Soziale Isolation hat verheerende Auswirkungen auf die psychische und physische Gesundheit. Neue Erkenntnisse im Zusammenhang mit den Auswirkungen der Covid-19-Pandemie deuten darauf hin, dass die mit der Quarantäne verbundene soziale Isolation ein Risikofaktor für psychiatrische Störungen ist. Darüber hinaus erhöht selbst die wahrgenommene soziale Isolation, die als „Einsamkeit“ bezeichnet wird, das Risiko für koronare Herzkrankheiten, Schlaganfall, Depression, kognitiven Abbau und Demenz.
Oxytocin ist zentral für soziale Isolation und Verbundenheit
Um die neurobiologischen Grundlagen und Mechanismen von Einsamkeit, beziehungsweise sozialer Isolation, besser zu verstehen, arbeiten WissenschaftlerInnen des Zentralinstituts für Seelische Gesundheit (ZI) in Mannheim (Prof. Dr. Valery Grinevich), der Carl von Ossietzky Universität Oldenburg (Prof. Dr. Dr. René Hurlemann) sowie der Universität Haifa/Israel (Profs.

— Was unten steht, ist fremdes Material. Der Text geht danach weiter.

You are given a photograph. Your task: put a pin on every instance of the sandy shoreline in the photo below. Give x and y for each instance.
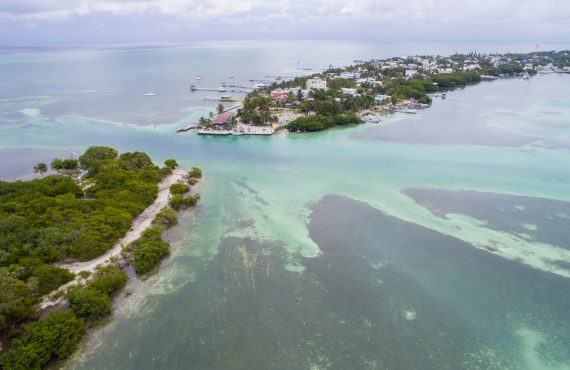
(140, 223)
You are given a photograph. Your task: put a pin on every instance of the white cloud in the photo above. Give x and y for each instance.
(313, 18)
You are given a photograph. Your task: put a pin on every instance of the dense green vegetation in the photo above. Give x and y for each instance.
(40, 168)
(49, 219)
(93, 301)
(171, 163)
(321, 122)
(52, 337)
(53, 218)
(149, 250)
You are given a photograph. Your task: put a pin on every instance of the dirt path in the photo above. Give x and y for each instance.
(140, 223)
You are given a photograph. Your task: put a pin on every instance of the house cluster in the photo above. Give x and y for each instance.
(223, 121)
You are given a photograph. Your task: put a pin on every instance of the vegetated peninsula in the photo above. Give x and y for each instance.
(348, 95)
(66, 240)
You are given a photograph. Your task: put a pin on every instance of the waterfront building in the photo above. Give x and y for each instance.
(316, 84)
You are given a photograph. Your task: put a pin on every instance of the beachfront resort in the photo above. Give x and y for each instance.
(361, 92)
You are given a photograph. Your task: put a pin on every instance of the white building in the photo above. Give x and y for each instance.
(348, 91)
(316, 84)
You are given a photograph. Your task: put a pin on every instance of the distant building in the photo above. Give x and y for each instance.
(280, 96)
(381, 98)
(316, 84)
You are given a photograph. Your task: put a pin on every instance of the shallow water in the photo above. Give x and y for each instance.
(367, 278)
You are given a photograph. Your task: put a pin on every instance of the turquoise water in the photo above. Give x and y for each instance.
(307, 251)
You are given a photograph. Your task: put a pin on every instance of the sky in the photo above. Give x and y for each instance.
(26, 23)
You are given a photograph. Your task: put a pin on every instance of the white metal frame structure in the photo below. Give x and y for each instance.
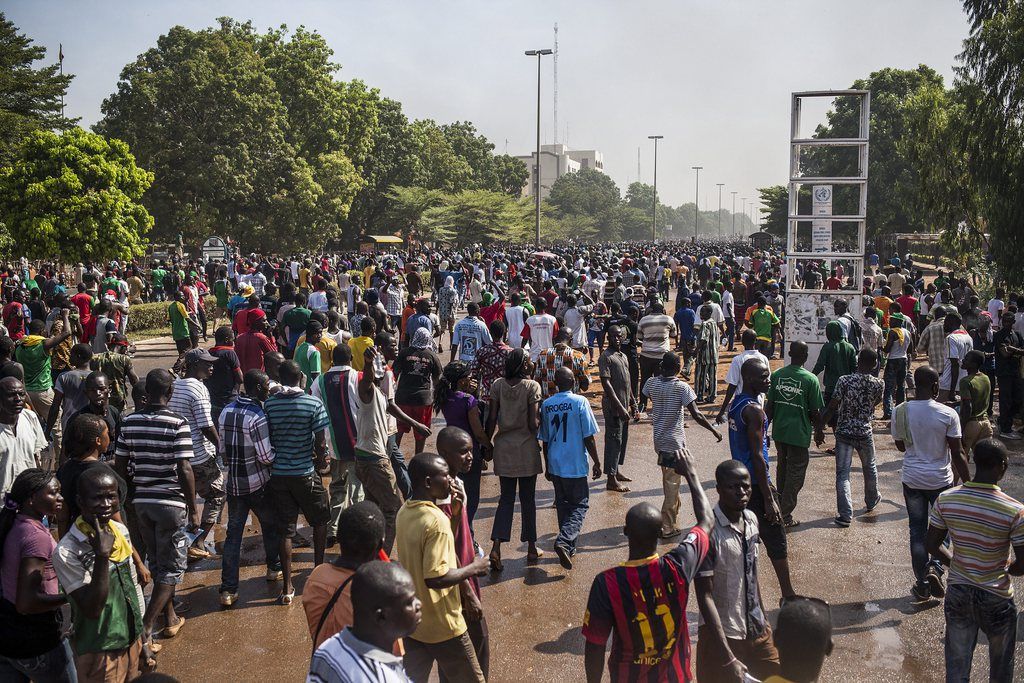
(808, 311)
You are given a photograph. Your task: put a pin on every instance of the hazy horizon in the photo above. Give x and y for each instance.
(708, 78)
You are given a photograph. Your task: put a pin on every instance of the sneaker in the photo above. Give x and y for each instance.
(197, 553)
(563, 556)
(936, 586)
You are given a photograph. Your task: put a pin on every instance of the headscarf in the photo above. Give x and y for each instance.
(422, 339)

Simone Shamay-Tsoory and Shlomo Wagner) in einem neu angelegten, multidisziplinären Forschungsprojekt zusammen. Gefördert wird das auf fünf Jahre angelegte Projekt von der Deutschen Forschungsgemeinschaft (DFG) mit rund 1,6 Millionen Euro als Deutsch-Israelische Projektkooperation (DIP). Bei der DIP handelt es sich um ein 1997 vom Bundesministerium für Bildung und Forschung (BMBF) eingerichtetes Exzellenzprogramm zur Förderung innovativer deutsch-israelischer Forschungsprojekte.
Soziale Kontakte sind ein angeborenes Bedürfnis. Daher ist es wahrscheinlich, dass die soziale Einbindung von Menschen mit verändertem Verhalten sowie physiologischen und molekularen Anpassungen im Gehirn einhergeht. An der Schnittstelle zwischen sozialer Isolation und sozialer Verbundenheit ist das Neuropeptid Oxytocin zentral. Dessen Freisetzung wird im Hypothalamus in Abhängigkeit von sozialen Interaktionen reguliert, insbesondere von somatosensorischen Reizen, die durch soziale Berührung vermittelt werden.

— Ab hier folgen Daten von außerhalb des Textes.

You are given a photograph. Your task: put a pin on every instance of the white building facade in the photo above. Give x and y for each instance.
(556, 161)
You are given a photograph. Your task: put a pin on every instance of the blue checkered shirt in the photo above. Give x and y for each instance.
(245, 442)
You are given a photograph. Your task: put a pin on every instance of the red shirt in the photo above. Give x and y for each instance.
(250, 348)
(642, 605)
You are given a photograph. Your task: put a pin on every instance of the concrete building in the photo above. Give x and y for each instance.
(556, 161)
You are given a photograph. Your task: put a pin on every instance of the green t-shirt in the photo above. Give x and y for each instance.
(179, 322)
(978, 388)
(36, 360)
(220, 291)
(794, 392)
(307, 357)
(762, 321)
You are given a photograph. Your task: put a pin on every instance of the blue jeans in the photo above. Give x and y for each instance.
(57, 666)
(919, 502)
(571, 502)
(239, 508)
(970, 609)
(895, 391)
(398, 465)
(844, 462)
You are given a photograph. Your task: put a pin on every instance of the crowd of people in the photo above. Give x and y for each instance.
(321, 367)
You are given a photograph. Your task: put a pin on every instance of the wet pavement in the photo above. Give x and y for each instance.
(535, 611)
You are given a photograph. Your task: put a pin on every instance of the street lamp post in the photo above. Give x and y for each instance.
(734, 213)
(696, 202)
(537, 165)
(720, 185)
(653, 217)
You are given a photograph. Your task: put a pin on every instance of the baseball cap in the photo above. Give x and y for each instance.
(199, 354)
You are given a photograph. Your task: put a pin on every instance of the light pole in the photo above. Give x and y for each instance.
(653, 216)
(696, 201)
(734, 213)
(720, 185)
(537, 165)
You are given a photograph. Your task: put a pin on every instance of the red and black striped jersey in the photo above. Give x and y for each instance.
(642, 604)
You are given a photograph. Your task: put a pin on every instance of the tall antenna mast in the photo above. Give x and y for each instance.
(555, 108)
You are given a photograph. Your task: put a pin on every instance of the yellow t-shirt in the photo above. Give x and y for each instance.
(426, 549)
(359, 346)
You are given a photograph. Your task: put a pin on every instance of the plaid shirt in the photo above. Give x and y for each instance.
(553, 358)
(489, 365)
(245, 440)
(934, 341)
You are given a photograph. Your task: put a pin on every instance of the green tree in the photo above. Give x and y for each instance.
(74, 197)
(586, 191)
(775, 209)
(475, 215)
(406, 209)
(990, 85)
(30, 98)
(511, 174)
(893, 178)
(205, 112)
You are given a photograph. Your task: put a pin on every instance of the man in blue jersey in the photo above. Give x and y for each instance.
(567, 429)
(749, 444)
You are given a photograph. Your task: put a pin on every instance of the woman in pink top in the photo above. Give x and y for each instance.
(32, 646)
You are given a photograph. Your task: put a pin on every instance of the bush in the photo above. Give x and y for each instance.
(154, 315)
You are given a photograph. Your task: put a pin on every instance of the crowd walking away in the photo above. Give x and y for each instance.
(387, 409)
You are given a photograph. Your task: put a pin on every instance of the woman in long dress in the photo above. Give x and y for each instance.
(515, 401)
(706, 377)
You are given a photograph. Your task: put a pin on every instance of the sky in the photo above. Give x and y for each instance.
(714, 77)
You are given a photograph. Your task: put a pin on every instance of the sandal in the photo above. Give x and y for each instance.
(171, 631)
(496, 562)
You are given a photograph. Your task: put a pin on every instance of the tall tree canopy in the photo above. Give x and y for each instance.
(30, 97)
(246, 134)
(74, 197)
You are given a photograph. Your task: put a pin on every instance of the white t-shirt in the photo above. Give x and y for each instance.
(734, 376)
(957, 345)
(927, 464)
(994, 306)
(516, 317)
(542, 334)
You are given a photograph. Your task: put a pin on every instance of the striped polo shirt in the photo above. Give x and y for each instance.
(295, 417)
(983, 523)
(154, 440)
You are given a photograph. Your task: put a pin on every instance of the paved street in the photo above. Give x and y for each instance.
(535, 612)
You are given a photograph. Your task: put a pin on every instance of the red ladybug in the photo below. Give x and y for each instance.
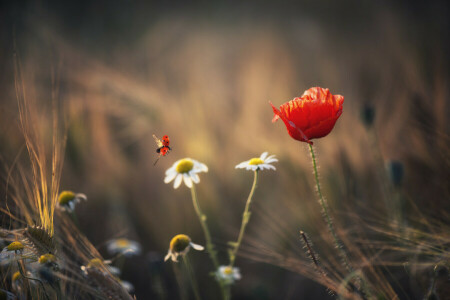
(163, 146)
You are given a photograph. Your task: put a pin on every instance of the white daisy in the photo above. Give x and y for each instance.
(67, 200)
(228, 274)
(260, 163)
(185, 169)
(123, 246)
(179, 246)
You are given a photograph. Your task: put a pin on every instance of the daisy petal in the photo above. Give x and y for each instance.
(177, 182)
(197, 247)
(242, 165)
(271, 160)
(187, 180)
(195, 178)
(170, 177)
(263, 156)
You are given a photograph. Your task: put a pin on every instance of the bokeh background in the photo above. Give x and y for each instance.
(204, 74)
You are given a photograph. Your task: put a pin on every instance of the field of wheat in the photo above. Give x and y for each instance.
(239, 207)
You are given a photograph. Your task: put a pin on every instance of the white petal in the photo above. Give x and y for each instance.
(177, 182)
(195, 178)
(197, 247)
(172, 168)
(270, 160)
(187, 180)
(170, 176)
(237, 275)
(263, 156)
(242, 165)
(202, 167)
(81, 197)
(169, 255)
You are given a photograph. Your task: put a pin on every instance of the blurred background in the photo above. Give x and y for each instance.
(204, 74)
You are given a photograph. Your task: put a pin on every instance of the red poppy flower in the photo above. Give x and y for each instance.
(310, 116)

Soziale Berührungen sind wichtig
Wie verändert sich nun das Verhalten unter sozialer Isolation und bei erneutem sozialen Kontakt? Diese Frage wird insbesondere mit Blick auf neuronale und molekulare Veränderungen im Oxytocin-System von Ratten untersucht. Beim Menschen konzentriert sich das Forschungsvorhaben auf Einsamkeit als subjektive Erfahrung. Dabei geht es zum einen um die Netzwerke zwischen den Gehirnen zweier Menschen mit hoher und niedriger Einsamkeit, die sich während der Interaktionen im realen Leben neu konfigurieren als auch um Berührungen als therapeutisches Mittel für Menschen, die unter Einsamkeit leiden.
„Wir erwarten, dass das Oxytocin-System im Gehirn den positiven Auswirkungen sozialer Berührungen zugrunde liegt. Das würde darauf hindeuten, dass Berührungen eine besondere Wichtigkeit bei der endogenen Freisetzung von Oxytocin zukommt, um die Auswirkungen von Einsamkeit und sozialer Isolation zu lindern“, sagt Prof. Dr. Valery Grinevich, Leiter der Abteilung Neuropeptidforschung in der Psychiatrie am ZI und Koordinator des Forschungsprojekts. „Das Ziel, die neurobiologischen Grundlagen und Mechanismen der sozialen Isolation zu bestimmen, soll den Weg bereiten für ein besseres Verständnis von menschlicher Einsamkeit“, sagt Grinevich. Auf diese Weise könnten neue Behandlungsmöglichkeiten entstehen, die mit Blick auf die Bewältigung von Pandemien und die mit Quarantäne verbundene soziale Isolation dringlicher denn je sind.